Edward Thomas William Galpin (4 July 1914 – 3 September 1996) was general manager (South) of Portsmouth and Sunderland Newspapers Ltd. from 1962 to 1976 and a director until 1979.

Galpin was made an Officer of the Order of the British Empire (OBE) in 1977 for his services to the newspaper industry. As general manager (South) and a director of the Portsmouth and Sunderland Newspapers, Galpin was responsible for introducing web offset printing to the Portsmouth Evening News and managing the newspaper's move to its Hilsea location in 1969. This made the newspaper the first newspaper in the world with a circulation of over 100,000 copies to use computerised printing technology and colour photocomposition.

==Military career==
After completing Officer Cadet training, Galpin was promoted to 2nd Lieutenant of the Royal Regiment of Artillery on 19 September 1943. He was awarded a variety of medals for his military service including the Efficiency Medal.

During the Second World War, Galpin was a member of the Royal Artillery regiment, where he served in Portsmouth during the Battle of Britain. He then served overseas in North Africa, most notably in the Second Battle of El Alamein. Following his service in North Africa, and the Middle East, he was transferred to the infantry and fought in Italy; here, he was wounded in action before returning to the front line.

==Portsmouth and Sunderland Newspapers Ltd.==
Galpin's career at the newspaper group began in 1933 when he started work as a junior clerk in the London office.

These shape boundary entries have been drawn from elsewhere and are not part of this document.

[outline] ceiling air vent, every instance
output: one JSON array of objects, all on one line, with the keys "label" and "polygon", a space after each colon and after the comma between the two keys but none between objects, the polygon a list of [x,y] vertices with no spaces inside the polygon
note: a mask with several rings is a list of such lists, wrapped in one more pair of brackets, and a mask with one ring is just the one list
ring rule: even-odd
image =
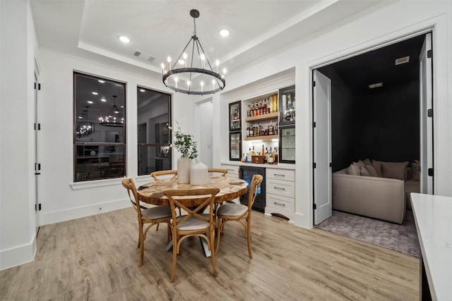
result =
[{"label": "ceiling air vent", "polygon": [[157,59],[156,57],[153,56],[150,54],[145,54],[144,52],[140,51],[138,50],[136,51],[133,55],[135,56],[138,56],[141,59],[148,61],[154,61]]},{"label": "ceiling air vent", "polygon": [[401,65],[403,63],[407,63],[410,61],[410,56],[403,56],[403,58],[398,58],[396,59],[396,66]]},{"label": "ceiling air vent", "polygon": [[383,82],[376,82],[369,85],[369,89],[374,89],[383,87]]}]

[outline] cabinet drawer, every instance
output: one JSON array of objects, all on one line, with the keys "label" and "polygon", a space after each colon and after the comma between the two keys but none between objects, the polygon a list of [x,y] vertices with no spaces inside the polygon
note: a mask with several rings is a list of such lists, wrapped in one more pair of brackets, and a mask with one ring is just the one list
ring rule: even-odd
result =
[{"label": "cabinet drawer", "polygon": [[288,210],[288,212],[291,214],[295,210],[295,199],[270,193],[268,193],[266,197],[266,207]]},{"label": "cabinet drawer", "polygon": [[229,165],[229,164],[221,164],[221,168],[227,169],[227,173],[226,175],[232,174],[232,175],[238,175],[239,174],[239,166],[238,165]]},{"label": "cabinet drawer", "polygon": [[266,177],[268,179],[295,181],[295,171],[290,169],[266,168]]},{"label": "cabinet drawer", "polygon": [[266,186],[268,193],[272,193],[286,197],[295,197],[295,182],[275,180],[267,178]]}]

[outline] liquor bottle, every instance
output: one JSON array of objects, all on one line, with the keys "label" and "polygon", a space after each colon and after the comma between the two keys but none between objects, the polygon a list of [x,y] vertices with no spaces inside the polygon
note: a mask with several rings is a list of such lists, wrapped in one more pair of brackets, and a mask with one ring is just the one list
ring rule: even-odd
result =
[{"label": "liquor bottle", "polygon": [[268,125],[268,135],[273,135],[273,125],[270,121],[270,125]]},{"label": "liquor bottle", "polygon": [[290,97],[290,93],[287,93],[287,110],[292,110],[292,99]]}]

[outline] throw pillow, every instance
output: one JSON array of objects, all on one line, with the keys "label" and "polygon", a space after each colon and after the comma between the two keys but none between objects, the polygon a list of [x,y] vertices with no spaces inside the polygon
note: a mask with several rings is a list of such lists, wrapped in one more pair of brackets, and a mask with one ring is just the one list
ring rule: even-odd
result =
[{"label": "throw pillow", "polygon": [[370,177],[370,173],[369,172],[369,171],[367,170],[367,168],[366,168],[366,166],[361,166],[359,168],[359,170],[361,171],[361,176],[364,176],[367,177]]},{"label": "throw pillow", "polygon": [[357,165],[358,166],[358,167],[359,167],[359,168],[361,168],[361,167],[362,167],[362,166],[366,166],[366,164],[364,164],[364,162],[363,162],[363,161],[361,161],[361,160],[358,160],[358,161],[357,161],[357,162],[356,162],[356,164],[357,164]]},{"label": "throw pillow", "polygon": [[364,162],[364,164],[366,164],[366,166],[372,164],[372,162],[371,162],[369,158],[364,159],[363,162]]},{"label": "throw pillow", "polygon": [[374,166],[378,176],[381,177],[381,162],[379,161],[372,160],[372,166]]},{"label": "throw pillow", "polygon": [[[415,160],[416,161],[417,160]],[[421,180],[421,166],[419,163],[412,163],[412,180]]]},{"label": "throw pillow", "polygon": [[361,176],[361,170],[359,169],[359,166],[358,166],[355,162],[352,163],[348,168],[347,168],[347,174],[353,176]]},{"label": "throw pillow", "polygon": [[[379,176],[379,173],[376,172],[376,171],[375,170],[374,166],[372,166],[371,165],[370,165],[370,164],[369,165],[366,165],[366,169],[367,170],[367,171],[370,174],[371,177],[378,177]],[[361,171],[361,174],[362,175],[362,171]]]},{"label": "throw pillow", "polygon": [[381,162],[381,175],[383,178],[405,180],[408,161]]}]

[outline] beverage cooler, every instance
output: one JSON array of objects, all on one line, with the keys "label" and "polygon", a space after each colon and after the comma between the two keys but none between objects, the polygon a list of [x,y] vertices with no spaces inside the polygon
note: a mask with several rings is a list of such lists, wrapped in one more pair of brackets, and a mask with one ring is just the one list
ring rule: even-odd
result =
[{"label": "beverage cooler", "polygon": [[[253,176],[255,174],[261,175],[263,177],[262,183],[257,190],[257,195],[254,199],[252,209],[263,212],[266,209],[266,168],[263,167],[254,166],[240,166],[239,176],[241,179],[248,183],[248,188],[251,187]],[[248,204],[248,193],[242,195],[240,197],[240,203],[244,204]]]},{"label": "beverage cooler", "polygon": [[229,133],[229,159],[240,161],[242,159],[242,133]]},{"label": "beverage cooler", "polygon": [[280,127],[280,163],[295,163],[295,125]]}]

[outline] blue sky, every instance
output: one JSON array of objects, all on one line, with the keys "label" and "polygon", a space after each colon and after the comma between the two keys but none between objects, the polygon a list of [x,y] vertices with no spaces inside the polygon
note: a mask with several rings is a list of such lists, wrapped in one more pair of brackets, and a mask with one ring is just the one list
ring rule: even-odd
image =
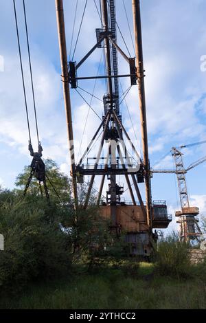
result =
[{"label": "blue sky", "polygon": [[[23,6],[21,1],[16,2],[24,70],[27,80],[26,89],[32,123],[33,144],[36,148]],[[84,3],[84,0],[78,1],[75,40]],[[125,0],[125,3],[133,32],[131,1]],[[201,58],[206,55],[206,1],[142,0],[141,3],[148,139],[152,166],[170,151],[172,146],[206,140],[206,71],[201,70]],[[76,0],[65,0],[64,3],[69,55]],[[122,1],[116,0],[116,3],[117,21],[133,56]],[[54,1],[25,0],[25,4],[44,157],[55,159],[62,170],[68,173],[67,132]],[[100,27],[93,0],[89,0],[82,25],[84,32],[80,34],[75,60],[78,61],[94,45],[95,30]],[[4,187],[12,188],[15,177],[31,159],[27,151],[28,135],[12,0],[0,0],[0,55],[4,58],[4,71],[0,71],[0,183]],[[118,43],[126,51],[119,33]],[[97,50],[87,64],[80,69],[79,75],[95,75],[101,54],[101,49]],[[128,72],[128,67],[122,58],[119,58],[119,71]],[[80,82],[79,85],[91,91],[93,81],[87,84]],[[128,80],[122,80],[122,85],[124,90],[126,89],[129,86]],[[95,96],[102,98],[104,92],[104,82],[98,81]],[[88,107],[74,91],[71,91],[71,94],[78,155]],[[89,96],[84,93],[84,96],[89,101]],[[137,87],[132,88],[126,101],[139,140]],[[93,100],[92,105],[102,115],[101,102]],[[135,142],[124,104],[122,106],[122,112],[124,124]],[[88,140],[98,122],[97,117],[90,111],[86,128]],[[87,138],[85,137],[84,142],[87,142]],[[139,143],[136,142],[136,145],[139,149]],[[185,165],[205,155],[205,145],[185,149]],[[161,159],[157,167],[173,168],[171,156]],[[205,214],[206,211],[205,170],[205,164],[187,175],[191,201],[199,206],[201,214]],[[154,175],[152,185],[153,199],[167,200],[170,212],[174,215],[174,210],[179,208],[174,175]],[[144,193],[144,187],[141,189]]]}]

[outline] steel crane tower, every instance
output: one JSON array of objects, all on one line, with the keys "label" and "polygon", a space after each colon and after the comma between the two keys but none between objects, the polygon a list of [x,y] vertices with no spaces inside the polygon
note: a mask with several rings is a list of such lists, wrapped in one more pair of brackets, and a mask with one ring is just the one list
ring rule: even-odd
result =
[{"label": "steel crane tower", "polygon": [[185,242],[194,240],[199,241],[199,238],[202,235],[196,219],[199,209],[190,205],[183,153],[180,150],[173,147],[172,154],[175,163],[181,206],[181,211],[175,212],[175,216],[179,218],[177,223],[180,223],[180,238]]},{"label": "steel crane tower", "polygon": [[[69,87],[77,89],[78,82],[82,80],[106,79],[107,81],[107,92],[103,97],[104,116],[91,142],[77,164],[74,163],[73,159],[73,142],[72,144],[69,144],[72,162],[71,175],[73,178],[76,201],[78,201],[76,181],[80,183],[83,183],[84,176],[90,177],[84,204],[78,205],[87,208],[90,203],[95,178],[96,176],[101,177],[97,203],[100,205],[102,216],[110,219],[111,231],[118,234],[122,228],[126,231],[126,241],[130,244],[132,254],[149,256],[152,249],[153,240],[157,238],[156,236],[154,236],[152,228],[167,227],[171,219],[168,217],[165,201],[152,203],[139,1],[132,1],[136,58],[128,57],[117,45],[115,1],[101,0],[102,27],[95,30],[96,43],[80,62],[70,61],[69,64],[67,60],[62,0],[56,0],[56,3],[69,139],[73,139],[72,127],[70,126],[71,115]],[[104,51],[106,75],[80,76],[79,71],[82,64],[95,50],[99,48],[102,48]],[[128,63],[127,74],[119,74],[117,53],[122,55]],[[67,67],[68,66],[67,71],[66,71],[66,65]],[[140,159],[122,120],[119,110],[119,79],[123,77],[130,78],[131,87],[138,84],[143,160]],[[92,158],[89,157],[88,155],[93,143],[98,138],[101,129],[102,135],[98,153]],[[135,155],[135,161],[129,153],[125,144],[125,138],[128,141]],[[106,157],[102,157],[104,145],[106,145]],[[87,162],[85,163],[86,157]],[[91,160],[93,161],[93,164],[91,164]],[[132,200],[131,203],[123,202],[121,199],[124,194],[124,187],[117,182],[117,175],[123,175],[126,179]],[[106,201],[102,204],[101,197],[106,178],[108,181],[108,188],[106,191]],[[135,191],[132,188],[130,181],[133,182]],[[139,188],[140,183],[145,183],[146,204],[140,193]],[[137,201],[135,197],[135,193]]]},{"label": "steel crane tower", "polygon": [[179,148],[173,147],[171,153],[175,164],[175,170],[151,170],[152,173],[176,174],[176,175],[181,210],[176,211],[175,215],[178,217],[177,223],[180,224],[181,240],[185,242],[192,241],[200,242],[200,237],[202,236],[201,230],[198,225],[198,220],[196,219],[199,214],[199,209],[196,207],[191,207],[190,205],[185,175],[189,170],[206,162],[206,156],[185,168],[181,149],[203,144],[206,144],[206,141],[183,145]]}]

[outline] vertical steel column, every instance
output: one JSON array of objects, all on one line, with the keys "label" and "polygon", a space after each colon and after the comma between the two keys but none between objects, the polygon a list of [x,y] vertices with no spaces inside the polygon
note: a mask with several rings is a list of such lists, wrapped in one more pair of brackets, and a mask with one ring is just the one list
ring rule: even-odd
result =
[{"label": "vertical steel column", "polygon": [[[108,6],[107,0],[102,0],[102,23],[103,27],[106,32],[108,32]],[[108,76],[112,75],[111,60],[111,50],[110,42],[108,37],[105,38],[105,56],[106,56],[106,65],[107,74]],[[111,78],[107,79],[108,95],[111,102],[113,104],[113,83]]]},{"label": "vertical steel column", "polygon": [[[96,162],[95,162],[95,166],[94,166],[94,170],[98,169],[98,164],[99,164],[100,159],[100,157],[101,157],[101,153],[102,153],[102,147],[103,147],[104,142],[104,140],[105,140],[105,135],[106,135],[106,131],[107,131],[107,126],[108,126],[108,122],[109,122],[109,120],[110,120],[110,118],[111,118],[111,113],[109,113],[108,115],[107,115],[107,118],[106,118],[106,123],[105,123],[105,128],[104,128],[104,130],[103,131],[103,135],[102,135],[102,137],[101,143],[100,143],[98,153],[98,155],[97,155]],[[85,202],[84,202],[84,209],[86,209],[87,208],[87,205],[88,205],[88,203],[89,203],[89,197],[90,197],[90,195],[91,195],[91,189],[92,189],[92,187],[93,187],[93,185],[95,177],[95,175],[92,175],[91,178],[91,180],[90,180],[90,183],[89,183],[89,185],[87,196],[86,196],[86,198],[85,198]]]},{"label": "vertical steel column", "polygon": [[75,200],[76,208],[78,208],[78,190],[76,177],[75,156],[73,147],[73,135],[72,128],[71,107],[69,93],[69,83],[67,66],[67,54],[66,35],[64,19],[64,8],[62,0],[56,0],[56,21],[58,27],[60,56],[62,68],[62,80],[64,89],[64,99],[67,126],[67,135],[71,162],[71,175],[72,177],[73,194]]},{"label": "vertical steel column", "polygon": [[134,32],[135,38],[135,49],[137,56],[137,79],[139,87],[140,119],[141,127],[142,147],[144,155],[144,166],[145,169],[146,199],[147,211],[147,223],[150,231],[152,228],[152,197],[150,190],[150,170],[148,154],[147,119],[144,88],[144,69],[143,60],[142,37],[141,26],[141,14],[139,0],[132,0]]},{"label": "vertical steel column", "polygon": [[[108,0],[101,0],[102,4],[102,23],[103,27],[105,29],[105,32],[108,33],[109,32],[109,24],[108,24]],[[107,76],[112,76],[112,65],[111,65],[111,44],[108,38],[105,38],[105,56],[106,56],[106,65]],[[107,78],[108,84],[108,92],[110,98],[111,109],[113,109],[113,80],[111,78]],[[111,151],[111,158],[114,159],[114,154],[115,152]],[[112,161],[113,162],[113,161]],[[111,162],[112,168],[116,168],[115,164]],[[111,223],[112,226],[116,225],[116,203],[117,203],[117,195],[116,195],[116,176],[111,175]]]}]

He resumed his newspaper career after the war in 1946 and, after attending night school, qualified as a chartered secretary in 1948. In the following years he was Company Secretary at the London office and in 1962 he was promoted to general manager (South) and a director of the company in Portsmouth.

In this latter role, he managed the move to web offset printing and computerised photocomposition in 1969. As part of this, the newspaper moved to a new production plant at Hilsea, where The News is still printed today. The Evening News was consequently at the forefront of technological advancements in the newspaper industry, with the technology eventually adopted by most newspapers in the UK.

The move from so-called ‘hot-type’ to ‘cold-type’ typesetting (photocomposition) streamlined the production process and allowed newspapers to be printed much more quickly than in the past. It was local newspapers rather than the nationals which were ‘leading the computer revolution’ in the industry. By managing this process in Portsmouth, Galpin "guided the destinies of both daily and weekly newspapers into an era of clarity of print which was inconceivable at the threshold of his career".

He retired as general manager in 1976 and was awarded his OBE in 1977, the year of the centenary of the Portsmouth Evening News. He accepted his OBE as "recognition of the work of all staff who had maintained uninterrupted publication of the newspapers".